Nigeria central bank limits interbank dollar holdings to 48 hours

A man walks past a promotional banner showing a photograph of a pile of Nigerian naira along a road in Lagos November 24, 2010. REUTERS/Akintunde Akinleye

LAGOS (Reuters) - Nigeria's central bank decreed overnight that dollars bought from the interbank market can be held only for up to 48 hours, as it sought to get tough on speculators it blames for a sharp fall in the currency since last month. After the 48-hour interval has elapsed, the dollars must be sold back to the central bank at its own day rate, according to a circular seen by Reuters, which is likely to result in a loss. The naira was trading up 1.5 percent at 184.50 to the dollar in limited trade. "There is no major trading going on now at the interbank, as a result of the new rules. Most people are merely giving an indicative rate," one dealer said.

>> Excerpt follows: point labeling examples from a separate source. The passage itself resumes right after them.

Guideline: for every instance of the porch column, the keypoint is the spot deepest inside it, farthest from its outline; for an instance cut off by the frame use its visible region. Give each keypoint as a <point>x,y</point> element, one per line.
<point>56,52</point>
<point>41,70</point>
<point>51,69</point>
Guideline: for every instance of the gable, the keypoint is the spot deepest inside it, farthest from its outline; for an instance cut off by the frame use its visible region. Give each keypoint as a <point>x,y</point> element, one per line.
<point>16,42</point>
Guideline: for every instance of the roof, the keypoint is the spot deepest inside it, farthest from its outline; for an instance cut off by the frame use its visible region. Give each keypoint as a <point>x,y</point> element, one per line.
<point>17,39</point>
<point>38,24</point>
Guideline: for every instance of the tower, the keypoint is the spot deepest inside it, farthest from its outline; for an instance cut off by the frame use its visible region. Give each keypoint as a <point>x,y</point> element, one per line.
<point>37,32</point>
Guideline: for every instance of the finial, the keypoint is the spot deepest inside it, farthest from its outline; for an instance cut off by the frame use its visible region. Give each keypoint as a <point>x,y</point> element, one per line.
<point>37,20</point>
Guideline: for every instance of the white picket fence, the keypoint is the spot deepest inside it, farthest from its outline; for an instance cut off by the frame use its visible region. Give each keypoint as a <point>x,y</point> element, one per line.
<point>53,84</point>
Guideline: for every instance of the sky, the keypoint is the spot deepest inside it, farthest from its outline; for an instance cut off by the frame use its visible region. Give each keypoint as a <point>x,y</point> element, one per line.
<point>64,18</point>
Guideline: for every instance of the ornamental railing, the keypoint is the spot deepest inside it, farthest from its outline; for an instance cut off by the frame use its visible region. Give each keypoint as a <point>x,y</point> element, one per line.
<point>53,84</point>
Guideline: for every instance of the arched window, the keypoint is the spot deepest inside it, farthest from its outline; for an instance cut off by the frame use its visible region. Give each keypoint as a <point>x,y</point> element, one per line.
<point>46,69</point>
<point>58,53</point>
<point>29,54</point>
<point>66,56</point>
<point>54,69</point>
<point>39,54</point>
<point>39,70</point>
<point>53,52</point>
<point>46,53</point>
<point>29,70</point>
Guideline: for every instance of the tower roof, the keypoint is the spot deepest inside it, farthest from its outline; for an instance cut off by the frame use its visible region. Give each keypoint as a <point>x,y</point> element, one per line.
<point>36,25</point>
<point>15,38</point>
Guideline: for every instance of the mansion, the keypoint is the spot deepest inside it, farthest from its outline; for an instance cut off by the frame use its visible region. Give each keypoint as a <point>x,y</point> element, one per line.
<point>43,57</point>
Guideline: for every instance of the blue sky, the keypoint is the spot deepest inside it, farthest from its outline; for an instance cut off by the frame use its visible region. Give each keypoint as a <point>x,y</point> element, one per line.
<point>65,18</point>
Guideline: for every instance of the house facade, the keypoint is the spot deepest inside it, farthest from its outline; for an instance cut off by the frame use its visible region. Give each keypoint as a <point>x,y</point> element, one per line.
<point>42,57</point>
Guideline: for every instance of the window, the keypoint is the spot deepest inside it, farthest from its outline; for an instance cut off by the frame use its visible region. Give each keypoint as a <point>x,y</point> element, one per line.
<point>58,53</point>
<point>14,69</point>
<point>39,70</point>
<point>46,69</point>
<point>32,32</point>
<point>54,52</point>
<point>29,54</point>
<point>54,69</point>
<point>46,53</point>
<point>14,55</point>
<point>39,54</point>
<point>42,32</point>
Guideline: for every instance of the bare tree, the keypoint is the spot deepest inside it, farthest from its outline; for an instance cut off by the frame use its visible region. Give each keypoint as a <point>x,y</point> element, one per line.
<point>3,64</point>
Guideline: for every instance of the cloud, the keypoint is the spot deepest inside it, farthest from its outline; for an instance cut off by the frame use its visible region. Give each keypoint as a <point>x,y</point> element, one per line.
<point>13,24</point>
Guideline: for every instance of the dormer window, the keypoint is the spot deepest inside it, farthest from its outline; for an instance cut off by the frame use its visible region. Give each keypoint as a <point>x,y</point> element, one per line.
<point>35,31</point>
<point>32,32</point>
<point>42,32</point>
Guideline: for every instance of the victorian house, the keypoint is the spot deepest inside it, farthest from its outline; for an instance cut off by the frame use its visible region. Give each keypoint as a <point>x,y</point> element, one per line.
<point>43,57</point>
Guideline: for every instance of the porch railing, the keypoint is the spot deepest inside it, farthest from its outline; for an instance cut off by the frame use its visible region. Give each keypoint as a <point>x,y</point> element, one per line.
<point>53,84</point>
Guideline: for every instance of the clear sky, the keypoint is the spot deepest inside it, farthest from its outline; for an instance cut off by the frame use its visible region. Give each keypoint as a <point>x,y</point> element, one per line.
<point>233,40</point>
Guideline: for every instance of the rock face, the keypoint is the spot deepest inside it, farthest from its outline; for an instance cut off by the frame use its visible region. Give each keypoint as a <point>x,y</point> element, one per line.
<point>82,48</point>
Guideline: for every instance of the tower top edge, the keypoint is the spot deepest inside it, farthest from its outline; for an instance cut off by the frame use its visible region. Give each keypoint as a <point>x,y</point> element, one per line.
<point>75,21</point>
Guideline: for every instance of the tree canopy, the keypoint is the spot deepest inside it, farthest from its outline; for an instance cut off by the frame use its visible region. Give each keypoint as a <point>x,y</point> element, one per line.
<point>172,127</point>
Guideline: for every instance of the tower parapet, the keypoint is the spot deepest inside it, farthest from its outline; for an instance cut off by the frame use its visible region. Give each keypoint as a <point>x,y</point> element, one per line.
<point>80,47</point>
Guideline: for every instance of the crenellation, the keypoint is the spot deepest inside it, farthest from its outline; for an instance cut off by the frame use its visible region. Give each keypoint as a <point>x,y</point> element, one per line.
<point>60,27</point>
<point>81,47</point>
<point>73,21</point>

The naira has been hit hard in the past few months by falling oil prices, and central bank Governor Godwin Emefiele told Reuters on Thursday that "we do not want speculators in this market any longer." He was explaining a move made overnight to ban banks from holding any of their own funds in dollars. Within minutes, dealers sent the naira to a record low of 188.85 against the greenback, before it recovered marginally on the back of a central bank intervention. Despite assurances from Emefiele that "if there is genuine demand ... for dollars for legitimate purposes ... it will be met," dealers complained the bank's restrictive measures were making the market extremely illiquid. "It impracticable to maintain zero open position limit. You need a matching deal before you give a quote of trade," said a dealer. "Trading is going to be dull today." Nigeria officially devalued its currency by 8 percent last month and widened its target trading band to 160-176 against the dollar, but few analysts believe that level can hold, given dwindling state oil revenues and declining reserves. As of Dec. 8, foreign reserves stood at $35.95 billion, down nearly 20 percent from a year ago, largely from attempts to defend the naira in the face of a near-halving of global oil prices in five months.